One of the first questions when facing a patient with spinal trauma is whether the injury is stable or unstable. Stability is defined as the capacity of the spine to limit the segmental motion so as to not damage the neural structures and is provided by intact bones and ligaments. Radiographic images can answer this basic question in certain cases: plain films are a widely available, quick way to evaluate the spine. The question is: How to clear the cervical spine nowadays – with CT or plain films? Unfortunately, radiographs, even with the best possible technique, may underestimate spine injury. The main limitations of plain films are generally low sensitivity (65–85%), low accuracy for the craniovertebral junction, and poor visualization of C6 through T1 levels; also, linear or nondisplaced fractures can be difficult to detect, and fractures of the pedicle and uncinate process may not be seen. In the cervical spine, radiographs detect only 60–80% of fractures; a significant number of fractures are not visible, even when multiple views are performed. An advantage of plain films over CT or MRI is the relative ease of obtaining flexion-extension images, which can be active, when allowed by pain, or passive. Discussion over the safety and adequacy of this technique remains open.
CT has become the primary and only imaging modality in high-risk adult patients and can be simply added to the trauma CT protocol together with the evaluation of other anatomical regions.
Plain films still play an important role for pediatric patients. There is currently insufficient data to support the routine use of NEXUS or CCR criteria in pediatric patients. It is generally agreed that imaging is necessary in symptomatic pediatric patients, but there are no current consistent guidelines on specific imaging indications or modalities. The absence of validated clearance protocols and controversy surrounding appropriate imaging result in significant variation in practice patterns. The current American Association of Neurological Surgeons consensus guidelines for symptomatic pediatric patients recommends screening radiographs followed by focused CT if abnormalities are present on the radiograph. In the setting of normal radiographs and pain with range of motion, a neurological deficit, or if the patient is intubated, an MRI of the cervical spine is usually obtained.

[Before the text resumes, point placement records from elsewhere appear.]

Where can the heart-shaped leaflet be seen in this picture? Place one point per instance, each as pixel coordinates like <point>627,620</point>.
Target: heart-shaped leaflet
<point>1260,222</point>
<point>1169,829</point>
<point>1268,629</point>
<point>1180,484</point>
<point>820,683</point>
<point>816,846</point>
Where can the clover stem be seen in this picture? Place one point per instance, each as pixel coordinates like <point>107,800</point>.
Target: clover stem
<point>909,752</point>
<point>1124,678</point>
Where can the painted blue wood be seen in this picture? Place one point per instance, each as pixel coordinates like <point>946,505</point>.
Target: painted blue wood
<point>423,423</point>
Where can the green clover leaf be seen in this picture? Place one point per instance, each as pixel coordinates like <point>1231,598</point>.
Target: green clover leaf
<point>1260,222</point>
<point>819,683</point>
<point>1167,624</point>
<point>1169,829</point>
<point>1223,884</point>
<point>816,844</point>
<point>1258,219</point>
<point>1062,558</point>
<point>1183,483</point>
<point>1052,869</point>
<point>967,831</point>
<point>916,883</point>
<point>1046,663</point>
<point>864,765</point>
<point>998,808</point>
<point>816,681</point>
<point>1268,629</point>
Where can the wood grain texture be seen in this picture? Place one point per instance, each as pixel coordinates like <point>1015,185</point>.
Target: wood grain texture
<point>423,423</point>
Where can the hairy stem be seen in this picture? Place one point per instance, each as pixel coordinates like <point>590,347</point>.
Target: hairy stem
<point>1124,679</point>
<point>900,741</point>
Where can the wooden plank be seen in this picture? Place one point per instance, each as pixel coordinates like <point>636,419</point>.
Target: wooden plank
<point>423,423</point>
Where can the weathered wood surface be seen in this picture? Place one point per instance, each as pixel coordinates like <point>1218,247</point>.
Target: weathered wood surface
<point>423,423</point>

The largest multicenter study performed to assess sensitivity of radiographs was through the PECARN (Pediatric Emergency Care Applied Research Network), in which the radiology reports of 186 pediatric patients under the age of 16 years with known cervical spine injury were reviewed. The authors reported an overall sensitivity of 90% (95% CI 85–94%), which was lower for children 7 years of age or younger (83%, 95% CI 70–92%), compared with children between the ages of 8 and 15 years (93%, 95% CI 88–97%). Other small retrospective studies in pediatric trauma patients have reported similar sensitivities. On the other hand, there are many limitations in accurately assessing the radiation dose of a single CT examination, as well as interpreting the significance of this radiation exposure within the context of an individual patient’s overall risk for developing cancer. There is evidence that the tube current and tube potential can both be substantially decreased when performing CT of the spine, without significant detrimental effect on diagnostic utility. Iterative reconstruction instead of filtered back projection image reconstruction further decreases the dose. Whatever the present risk is, it will continue to decrease as CT hardware and software continues to develop and improve.